Radio host John Moore comments on the claim that the Battle of Vimy Ridge is fundamental to Canada’s national identity (John Moore, “The First World War is nothing to be proud of,” National Post, 13 April 2012):
Modern Canada was born on the bloodied field of battle of Vimy Ridge. Your high school history teacher told you that. Our current military-happy federal government repeats it often enough. The Governor-General recited the accepted wisdom to a crowd of thousands just this past Monday at the Vimy memorial, where he described the battle as a “very defining” moment in Canadian history….
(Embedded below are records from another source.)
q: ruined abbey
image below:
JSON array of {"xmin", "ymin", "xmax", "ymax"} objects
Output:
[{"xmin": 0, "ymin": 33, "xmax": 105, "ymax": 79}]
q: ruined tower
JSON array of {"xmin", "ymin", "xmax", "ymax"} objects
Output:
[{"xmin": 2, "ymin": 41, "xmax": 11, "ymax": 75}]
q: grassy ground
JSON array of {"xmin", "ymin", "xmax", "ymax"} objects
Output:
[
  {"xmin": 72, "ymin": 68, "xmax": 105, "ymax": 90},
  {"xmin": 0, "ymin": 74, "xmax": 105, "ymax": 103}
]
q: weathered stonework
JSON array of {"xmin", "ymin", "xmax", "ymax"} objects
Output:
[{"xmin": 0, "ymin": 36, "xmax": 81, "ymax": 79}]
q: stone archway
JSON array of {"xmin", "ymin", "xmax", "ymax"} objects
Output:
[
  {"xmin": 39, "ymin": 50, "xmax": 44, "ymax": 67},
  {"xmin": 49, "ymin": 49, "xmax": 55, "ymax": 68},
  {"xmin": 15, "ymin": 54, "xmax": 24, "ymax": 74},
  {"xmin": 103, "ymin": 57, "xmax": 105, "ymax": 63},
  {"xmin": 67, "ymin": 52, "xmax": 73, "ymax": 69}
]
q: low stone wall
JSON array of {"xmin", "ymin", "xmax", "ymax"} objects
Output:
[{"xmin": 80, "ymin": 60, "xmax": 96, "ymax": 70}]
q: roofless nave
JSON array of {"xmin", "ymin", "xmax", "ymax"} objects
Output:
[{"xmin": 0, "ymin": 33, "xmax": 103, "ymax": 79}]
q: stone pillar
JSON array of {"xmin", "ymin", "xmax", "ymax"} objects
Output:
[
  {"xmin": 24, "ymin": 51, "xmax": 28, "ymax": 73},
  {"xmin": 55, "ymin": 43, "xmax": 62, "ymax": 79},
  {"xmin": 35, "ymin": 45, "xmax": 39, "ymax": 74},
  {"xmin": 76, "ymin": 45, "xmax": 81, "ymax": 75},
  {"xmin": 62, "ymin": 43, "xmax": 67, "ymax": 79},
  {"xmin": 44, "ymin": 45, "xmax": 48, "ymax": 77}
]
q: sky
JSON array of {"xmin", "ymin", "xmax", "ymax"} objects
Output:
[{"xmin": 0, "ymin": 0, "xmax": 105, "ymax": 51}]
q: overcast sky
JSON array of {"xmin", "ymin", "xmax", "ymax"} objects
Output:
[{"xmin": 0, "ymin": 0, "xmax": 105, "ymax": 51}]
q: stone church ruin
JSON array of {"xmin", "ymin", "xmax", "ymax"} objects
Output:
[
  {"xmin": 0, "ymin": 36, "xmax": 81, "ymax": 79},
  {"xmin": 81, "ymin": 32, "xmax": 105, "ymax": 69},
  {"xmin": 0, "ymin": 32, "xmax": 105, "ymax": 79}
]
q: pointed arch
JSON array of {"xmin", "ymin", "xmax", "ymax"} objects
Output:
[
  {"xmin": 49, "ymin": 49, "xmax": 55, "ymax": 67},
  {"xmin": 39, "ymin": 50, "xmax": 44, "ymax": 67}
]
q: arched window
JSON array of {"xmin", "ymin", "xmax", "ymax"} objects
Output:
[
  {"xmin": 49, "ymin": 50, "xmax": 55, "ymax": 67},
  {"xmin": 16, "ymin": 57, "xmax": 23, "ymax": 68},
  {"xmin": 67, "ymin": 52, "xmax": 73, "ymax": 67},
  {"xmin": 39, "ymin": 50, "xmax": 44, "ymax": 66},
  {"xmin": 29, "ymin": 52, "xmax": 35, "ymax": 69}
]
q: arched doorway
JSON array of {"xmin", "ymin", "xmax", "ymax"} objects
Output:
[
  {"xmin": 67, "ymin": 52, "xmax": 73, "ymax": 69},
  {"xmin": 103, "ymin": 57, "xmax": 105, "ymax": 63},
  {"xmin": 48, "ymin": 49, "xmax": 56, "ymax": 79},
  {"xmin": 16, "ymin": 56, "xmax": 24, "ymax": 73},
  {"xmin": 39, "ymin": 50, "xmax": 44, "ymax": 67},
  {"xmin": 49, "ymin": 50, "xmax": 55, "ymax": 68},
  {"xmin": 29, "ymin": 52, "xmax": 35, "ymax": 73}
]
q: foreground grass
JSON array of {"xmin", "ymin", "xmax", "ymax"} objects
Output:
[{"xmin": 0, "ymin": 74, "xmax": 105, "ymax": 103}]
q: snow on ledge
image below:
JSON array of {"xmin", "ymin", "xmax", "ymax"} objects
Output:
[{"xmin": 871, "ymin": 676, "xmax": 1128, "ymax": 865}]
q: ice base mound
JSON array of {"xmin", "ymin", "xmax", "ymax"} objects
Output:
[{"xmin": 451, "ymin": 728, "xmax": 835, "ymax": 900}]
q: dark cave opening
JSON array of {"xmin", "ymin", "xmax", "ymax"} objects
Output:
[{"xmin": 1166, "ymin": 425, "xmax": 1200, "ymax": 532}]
But is Vimy really the best of Canada? Does our modern identity and national purpose hinge on the harrowing slaughter of our citizens on a foreign field of mud in a pointless war?…
If anything, modern Canada should reflect on Vimy and our total First World War sacrifice as a national tragedy. Sixty-thousand Canadian men died in a war in which we had no real casus belli and which was largely administered by damnable incompetents. A generation of teachers, milkmen, farm hands, labourers, students and artists died on the field of battle, so hollowing out the population that many of the women they left behind would never marry….
So why, 95 years later, do we venerate Vimy? Perhaps because it’s far easier to stir emotions where military matters are concerned. You can’t erect a heroic statue to the civility for which Canada is renowned. Social justice has never been able to muster an inspiring flypast. The national understanding that in Canada we look after each other doesn’t have a solemn bugle call to draw a tear.
In place of the notion that our national identity might rise from something as unremarkable as compassion, hard work and character, we prefer to imbue the solitary terror of a prairie farm boy calling for his mother as he bleeds out into the soil of a French field with a purpose and nobility it does not deserve.